Reste que l'île a connu des tensions communautaires. Des affrontements ont éclaté à l'approche de l'indépendance en 1968, et les émeutes de 1999, déclenchées par la mort en détention du chanteur Kaya, ont fait plusieurs morts. Ces épisodes sont réels et personne ne les efface. Rien de comparable ne s'est reproduit depuis, mais l'équilibre mauricien se comprend mieux comme un travail permanent que comme un état naturel.
À retenir
Quatre religions arrivées par bateau entre 1715 et le XIXe siècle, aucune née sur place. 47,9 % d'hindous, 32,3 % de chrétiens, 18,2 % de musulmans au recensement de 2022. Le liant tient dans un détail de calendrier : huit fêtes religieuses fériées pour tout le monde, quelle que soit la confession de chacun.
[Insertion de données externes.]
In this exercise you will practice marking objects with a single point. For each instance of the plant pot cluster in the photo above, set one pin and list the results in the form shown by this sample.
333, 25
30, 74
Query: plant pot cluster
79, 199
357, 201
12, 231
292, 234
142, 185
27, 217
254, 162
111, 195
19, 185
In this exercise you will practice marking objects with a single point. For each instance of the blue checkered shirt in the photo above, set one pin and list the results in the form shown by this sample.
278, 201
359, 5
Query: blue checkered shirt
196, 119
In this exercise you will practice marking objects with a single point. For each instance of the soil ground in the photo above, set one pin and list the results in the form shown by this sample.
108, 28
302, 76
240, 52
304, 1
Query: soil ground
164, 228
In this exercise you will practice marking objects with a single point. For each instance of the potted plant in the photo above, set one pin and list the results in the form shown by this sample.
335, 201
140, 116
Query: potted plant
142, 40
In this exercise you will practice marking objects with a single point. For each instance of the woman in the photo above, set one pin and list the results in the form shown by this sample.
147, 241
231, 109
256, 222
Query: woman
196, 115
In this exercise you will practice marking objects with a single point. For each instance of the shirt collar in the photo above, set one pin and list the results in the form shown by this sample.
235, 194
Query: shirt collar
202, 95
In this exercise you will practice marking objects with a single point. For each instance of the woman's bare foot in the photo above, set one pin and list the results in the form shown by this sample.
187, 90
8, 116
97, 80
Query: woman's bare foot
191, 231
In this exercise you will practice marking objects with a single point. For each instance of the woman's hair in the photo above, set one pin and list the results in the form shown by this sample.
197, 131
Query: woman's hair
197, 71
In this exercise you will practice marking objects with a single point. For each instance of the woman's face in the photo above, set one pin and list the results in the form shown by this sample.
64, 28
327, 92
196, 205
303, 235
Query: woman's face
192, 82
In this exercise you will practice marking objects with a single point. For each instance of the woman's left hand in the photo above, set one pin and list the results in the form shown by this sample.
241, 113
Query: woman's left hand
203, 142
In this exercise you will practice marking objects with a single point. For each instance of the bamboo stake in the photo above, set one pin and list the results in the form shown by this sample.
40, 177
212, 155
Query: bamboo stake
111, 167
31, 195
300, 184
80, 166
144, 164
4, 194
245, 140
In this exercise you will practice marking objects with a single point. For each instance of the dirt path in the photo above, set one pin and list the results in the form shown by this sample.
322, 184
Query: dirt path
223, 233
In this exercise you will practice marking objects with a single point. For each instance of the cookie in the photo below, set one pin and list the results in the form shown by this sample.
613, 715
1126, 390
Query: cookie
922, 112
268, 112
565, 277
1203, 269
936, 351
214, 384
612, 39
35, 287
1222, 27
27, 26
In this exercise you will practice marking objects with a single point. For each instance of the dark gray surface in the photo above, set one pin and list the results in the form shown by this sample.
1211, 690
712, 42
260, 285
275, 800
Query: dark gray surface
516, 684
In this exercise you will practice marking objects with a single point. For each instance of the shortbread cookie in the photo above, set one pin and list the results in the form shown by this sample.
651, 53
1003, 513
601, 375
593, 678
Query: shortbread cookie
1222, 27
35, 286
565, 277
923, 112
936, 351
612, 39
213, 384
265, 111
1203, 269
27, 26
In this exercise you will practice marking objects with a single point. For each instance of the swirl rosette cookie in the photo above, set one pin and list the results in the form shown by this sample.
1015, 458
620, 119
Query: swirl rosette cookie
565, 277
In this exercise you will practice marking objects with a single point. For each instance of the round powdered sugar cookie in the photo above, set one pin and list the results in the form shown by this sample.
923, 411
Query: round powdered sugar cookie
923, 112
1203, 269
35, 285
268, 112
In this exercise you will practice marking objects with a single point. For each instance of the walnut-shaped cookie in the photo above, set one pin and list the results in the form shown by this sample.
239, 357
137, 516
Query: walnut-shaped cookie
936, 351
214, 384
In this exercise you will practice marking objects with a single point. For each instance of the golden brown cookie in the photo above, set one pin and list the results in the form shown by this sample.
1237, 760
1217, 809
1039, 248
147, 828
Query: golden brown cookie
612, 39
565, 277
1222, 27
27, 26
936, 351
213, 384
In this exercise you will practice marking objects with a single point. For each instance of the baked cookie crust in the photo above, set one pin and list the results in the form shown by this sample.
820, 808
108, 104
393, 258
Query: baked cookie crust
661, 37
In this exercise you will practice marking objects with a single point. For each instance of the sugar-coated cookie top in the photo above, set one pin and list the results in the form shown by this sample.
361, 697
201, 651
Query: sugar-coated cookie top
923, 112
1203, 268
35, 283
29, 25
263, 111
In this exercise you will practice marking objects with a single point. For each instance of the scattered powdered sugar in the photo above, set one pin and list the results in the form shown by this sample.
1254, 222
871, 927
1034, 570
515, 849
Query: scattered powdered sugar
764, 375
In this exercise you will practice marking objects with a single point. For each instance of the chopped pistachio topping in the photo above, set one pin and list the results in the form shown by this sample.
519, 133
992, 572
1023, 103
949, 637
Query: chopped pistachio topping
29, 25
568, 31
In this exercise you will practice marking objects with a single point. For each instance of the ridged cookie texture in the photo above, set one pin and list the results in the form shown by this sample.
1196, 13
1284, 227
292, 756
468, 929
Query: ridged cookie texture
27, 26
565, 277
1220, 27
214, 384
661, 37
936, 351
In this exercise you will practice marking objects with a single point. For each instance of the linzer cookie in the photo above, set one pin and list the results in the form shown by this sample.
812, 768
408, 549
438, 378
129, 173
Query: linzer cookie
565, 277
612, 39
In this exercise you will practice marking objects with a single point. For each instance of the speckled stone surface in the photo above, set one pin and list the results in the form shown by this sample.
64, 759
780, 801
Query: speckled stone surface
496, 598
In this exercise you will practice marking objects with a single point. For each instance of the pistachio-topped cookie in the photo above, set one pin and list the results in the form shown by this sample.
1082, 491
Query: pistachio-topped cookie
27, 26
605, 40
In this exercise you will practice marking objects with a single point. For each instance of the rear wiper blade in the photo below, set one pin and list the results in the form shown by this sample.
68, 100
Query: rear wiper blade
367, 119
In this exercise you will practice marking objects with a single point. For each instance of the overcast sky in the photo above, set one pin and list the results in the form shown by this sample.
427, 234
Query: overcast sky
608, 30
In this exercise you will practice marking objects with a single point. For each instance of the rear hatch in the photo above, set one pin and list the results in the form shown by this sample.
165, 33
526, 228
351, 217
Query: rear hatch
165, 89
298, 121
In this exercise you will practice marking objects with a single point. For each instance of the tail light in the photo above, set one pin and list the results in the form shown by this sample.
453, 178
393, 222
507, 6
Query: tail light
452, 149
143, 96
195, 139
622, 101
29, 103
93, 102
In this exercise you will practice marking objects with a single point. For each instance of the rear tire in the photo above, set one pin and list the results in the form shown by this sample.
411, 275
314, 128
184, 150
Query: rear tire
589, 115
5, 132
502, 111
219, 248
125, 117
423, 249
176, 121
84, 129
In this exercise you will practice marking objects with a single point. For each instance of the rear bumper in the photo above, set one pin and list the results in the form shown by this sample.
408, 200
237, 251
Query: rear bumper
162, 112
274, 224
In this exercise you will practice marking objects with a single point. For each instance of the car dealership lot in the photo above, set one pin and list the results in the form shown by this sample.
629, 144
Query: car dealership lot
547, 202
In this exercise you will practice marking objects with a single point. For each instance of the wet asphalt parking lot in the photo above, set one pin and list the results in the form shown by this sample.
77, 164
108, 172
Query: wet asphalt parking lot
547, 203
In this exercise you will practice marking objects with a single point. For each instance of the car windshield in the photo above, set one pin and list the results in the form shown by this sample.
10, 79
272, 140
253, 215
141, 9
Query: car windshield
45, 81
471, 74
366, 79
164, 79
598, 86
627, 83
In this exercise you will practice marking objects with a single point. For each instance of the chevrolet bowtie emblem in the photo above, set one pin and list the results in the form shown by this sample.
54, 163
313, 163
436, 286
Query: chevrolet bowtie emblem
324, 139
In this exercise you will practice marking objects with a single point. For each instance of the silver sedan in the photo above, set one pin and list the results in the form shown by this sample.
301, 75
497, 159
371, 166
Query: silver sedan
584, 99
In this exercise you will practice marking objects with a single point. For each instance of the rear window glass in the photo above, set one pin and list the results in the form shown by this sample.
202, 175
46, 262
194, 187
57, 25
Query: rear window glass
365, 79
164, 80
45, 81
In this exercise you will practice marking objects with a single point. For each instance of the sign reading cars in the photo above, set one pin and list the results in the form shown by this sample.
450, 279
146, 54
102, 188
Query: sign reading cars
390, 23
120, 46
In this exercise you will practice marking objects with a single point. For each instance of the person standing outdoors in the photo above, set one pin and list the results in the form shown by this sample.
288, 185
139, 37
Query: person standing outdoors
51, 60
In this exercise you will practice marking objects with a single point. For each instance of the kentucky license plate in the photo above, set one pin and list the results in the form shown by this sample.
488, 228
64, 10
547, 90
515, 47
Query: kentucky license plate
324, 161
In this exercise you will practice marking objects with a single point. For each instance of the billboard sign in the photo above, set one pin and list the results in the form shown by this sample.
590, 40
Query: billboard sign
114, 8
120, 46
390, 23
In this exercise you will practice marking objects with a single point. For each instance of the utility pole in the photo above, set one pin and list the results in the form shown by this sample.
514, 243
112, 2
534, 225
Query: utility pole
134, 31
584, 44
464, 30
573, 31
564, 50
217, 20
Pour voir où se trouvent les sites cités, ouvrez la carte de l'île Maurice →
Questions fréquentes sur la religion à Maurice
L'hindouisme, avec 47,9 % de la population au recensement de 2022. Viennent ensuite le christianisme (32,3 %, catholique en très large majorité) et l'islam (18,2 %). Maurice est le seul pays d'Afrique à majorité hindoue, et le troisième au monde par la proportion d'hindous, derrière le Népal et l'Inde.
Oui, et la mécanique est concrète plutôt que déclarative. La Constitution interdit toute discrimination fondée sur la religion et garantit la liberté de culte. Surtout, les fêtes des quatre confessions sont fériées pour tout le monde : un catholique chôme le jour de Maha Shivaratree, un hindou le jour de Noël. L'État subventionne aussi les organisations religieuses au prorata de leur poids démographique.
18,2 % de la population selon le recensement de 2022, soit environ 226 000 personnes. La communauté est majoritairement sunnite. Elle descend de deux vagues distinctes : des commerçants gujaratis, Memons et Surtees, et des travailleurs engagés venus du Bihar, appelés Calcuttiyas.
Oui, un tiers de la population. Le catholicisme domine largement, héritage de la période française : à partir de 1723, une loi imposait le baptême de tout esclave arrivant sur l'île. Les protestants, anglicans et presbytériens introduits sous la domination britannique restent très minoritaires. Le pape François s'est rendu à Maurice en septembre 2019.
Huit fêtes religieuses sont fériées : Thaipoosam Cavadee, Maha Shivaratree, Ugadi, Ganesh Chaturthi et Divali pour l'hindouisme, Eid-ul-Fitr pour l'islam, Noël plus l'Assomption ou la Toussaint pour le christianisme, et le Nouvel An chinois. La plupart suivent des calendriers lunaires, donc leurs dates changent chaque année.
Oui, la plupart des lieux de culte accueillent les visiteurs. Les règles habituelles s'appliquent : chaussures retirées à l'entrée, épaules et genoux couverts, silence pendant les offices, et discrétion avec l'appareil photo, en particulier sur les personnes en prière. À Grand Bassin, le port de tenues correctes est demandé, y compris pour un simple passage touristique.